O detido, com 67 anos, casado e reformado, “vai ser presente às autoridades judiciárias competentes para primeiro interrogatório” e “aplicação das medidas de coação tidas por adequadas”, refere a mesma nota.

Também foi detido um homem suspeito de ter ateado, “por motivo fútil”, seis focos de incêndio numa habitação do concelho de Vila Real. A identificação e detenção do suspeito de 51 anos foram feitas pela Unidade Local de Investigação Criminal de Vila Real.

O homem está “fortemente indiciado pela prática do crime de incêndio” e é suspeito de ter ateado “por motivo fútil, seis focos de incêndio no interior de uma habitação, sita numa localidade de Vila Real”.

Os factos ocorreram pelas 18:00 de segunda-feira. De acordo com a PJ, o fogo colocou “em perigo edificações vizinhas, que só não foram atingidas devido à rápida intervenção dos bombeiros”.

O incêndio ocorreu em Torneiros, Arroios, e segundo o Centro Distrital de Operações de Socorro de Vila Real, para o local foram mobilizados 15 operacionais e três viaturas.

O comandante dos bombeiros da Cruz Verde, Miguel Fonseca, referiu que o fogo destruiu parcialmente a habitação, onde residia uma mulher que foi realojada em casa de familiares. Fonte da PSP disse à agência Lusa que foi um vizinho que “detetou problemas” dentro da habitação, alegadamente provocados pelo filho da proprietária, e chamou a polícia que, depois de verificar que se tratava de uma provável situação de fogo posto, passou o caso à PJ.

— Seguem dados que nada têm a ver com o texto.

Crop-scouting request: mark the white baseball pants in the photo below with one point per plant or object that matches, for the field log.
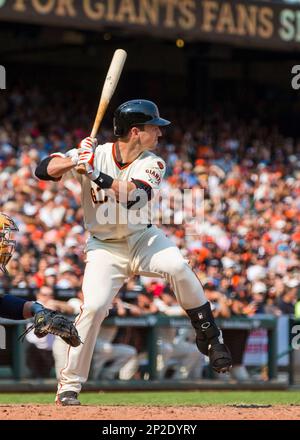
(108, 265)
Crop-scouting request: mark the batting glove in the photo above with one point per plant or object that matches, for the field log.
(73, 155)
(89, 143)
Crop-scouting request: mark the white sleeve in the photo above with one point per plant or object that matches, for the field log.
(71, 174)
(151, 172)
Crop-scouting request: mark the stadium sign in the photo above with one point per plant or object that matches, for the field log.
(244, 22)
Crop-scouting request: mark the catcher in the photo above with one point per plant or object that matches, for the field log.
(11, 307)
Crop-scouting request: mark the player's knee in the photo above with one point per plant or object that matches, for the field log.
(94, 309)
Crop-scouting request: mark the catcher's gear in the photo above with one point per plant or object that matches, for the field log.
(7, 246)
(209, 338)
(48, 321)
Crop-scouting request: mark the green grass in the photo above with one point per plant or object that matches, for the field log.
(166, 398)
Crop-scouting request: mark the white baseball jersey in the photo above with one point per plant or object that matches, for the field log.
(104, 217)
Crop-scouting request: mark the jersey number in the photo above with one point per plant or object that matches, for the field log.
(94, 197)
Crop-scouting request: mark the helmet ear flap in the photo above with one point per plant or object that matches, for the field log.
(136, 112)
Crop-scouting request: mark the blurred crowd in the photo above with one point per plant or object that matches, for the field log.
(245, 249)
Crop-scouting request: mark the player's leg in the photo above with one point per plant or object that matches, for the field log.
(105, 273)
(12, 307)
(155, 255)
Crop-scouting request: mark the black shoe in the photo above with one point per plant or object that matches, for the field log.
(68, 398)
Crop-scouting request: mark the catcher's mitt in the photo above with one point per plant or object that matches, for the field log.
(48, 321)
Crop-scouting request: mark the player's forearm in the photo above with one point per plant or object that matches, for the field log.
(58, 166)
(122, 189)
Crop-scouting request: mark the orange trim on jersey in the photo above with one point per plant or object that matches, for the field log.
(117, 163)
(115, 159)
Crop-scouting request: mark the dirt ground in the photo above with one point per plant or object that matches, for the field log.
(96, 412)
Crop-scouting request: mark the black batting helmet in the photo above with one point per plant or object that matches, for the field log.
(136, 112)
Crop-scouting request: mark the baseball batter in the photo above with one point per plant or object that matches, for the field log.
(118, 176)
(11, 307)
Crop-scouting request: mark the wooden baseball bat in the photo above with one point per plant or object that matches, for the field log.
(109, 87)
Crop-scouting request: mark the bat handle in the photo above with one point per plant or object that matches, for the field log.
(81, 169)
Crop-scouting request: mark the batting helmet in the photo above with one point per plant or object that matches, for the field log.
(7, 246)
(136, 112)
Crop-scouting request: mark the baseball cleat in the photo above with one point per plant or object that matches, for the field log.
(67, 398)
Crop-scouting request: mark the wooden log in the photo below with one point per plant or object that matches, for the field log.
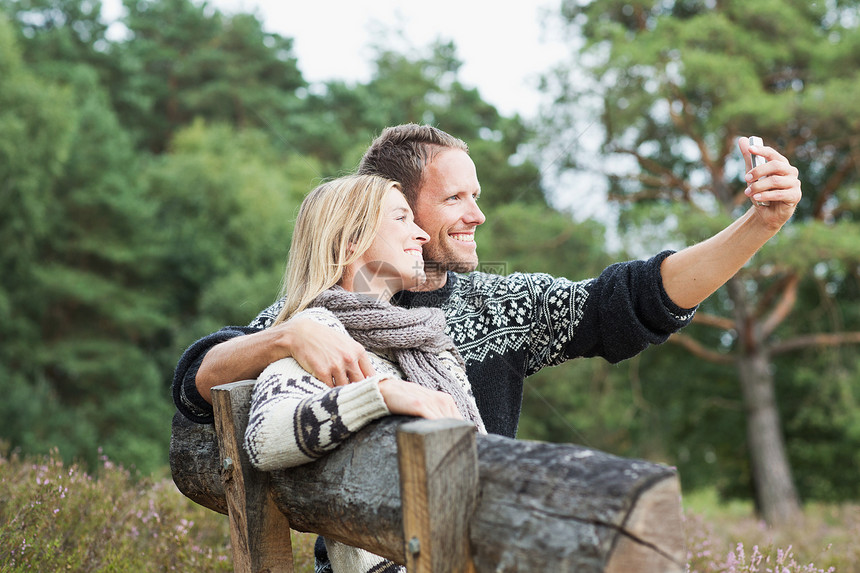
(438, 464)
(195, 463)
(541, 507)
(259, 531)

O detido, um jornaleiro, vai ser presente a interrogatório judicial para aplicação de eventuais medidas de coação.

Este ano, a Polícia Judiciária já identificou e deteve 24 pessoas pela autoria do crime de incêndio florestal.

Balanço da GNR desde o início do ano

A Guarda Nacional Republicana (GNR) deteve sete pessoas por suspeitas de crime de incêndio, desde o início do ano, e identificou outras 276 pelo mesmo crime, anunciou hoje a força policial.

Em comunicado, a GNR revela que, desde o início do ano e até ao dia 07 de agosto, e relativamente ao crime de incêndio, elaborou 1.534 autos de notícia, identificou 276 pessoas, deteve sete e passou 753 autos de contraordenação.

Dentro destes 753 autos de contraordenação, a maioria (48%) diziam respeito à gestão de combustíveis nas faixas junto a edificações, 24% eram sobre gestão de combustíveis na rede viária, 24% por causa de queima de amontoadas ou sobrantes de exploração, além de 12% por causa de queimadas sem licença.

De acordo com a GNR, em 2014 foram elaborados 2.421 autos de contraordenação, aumentando para os 2.619 em 2015.

A autoridade policial aproveita para apelar a todas as pessoas para não praticarem atividades consideradas de risco, “como a realização de fogo junto a áreas florestais, e fornecendo informações aos militares da GNR de atividades que levem à ocorrência de incêndios, que fazem perigar a vida de muitas pessoas e colocar em causa o património de muitas mais”.

Por causa das ocorrências de incêndios atuais, a GNR aproveita para avisar que algumas estradas estão condicionadas, nomeadamente nos dois sentidos do IP5, no concelho de Viseu, sendo a alternativa circular pela estrada nacional 228, pela autoestrada 25 ou pela nacional 337.

Condicionado está também o trânsito na estrada nacional 330, nos dois sentidos, na zona da Maceira, concelho da Guarda, sendo a alternativa a estrada municipal 587-4.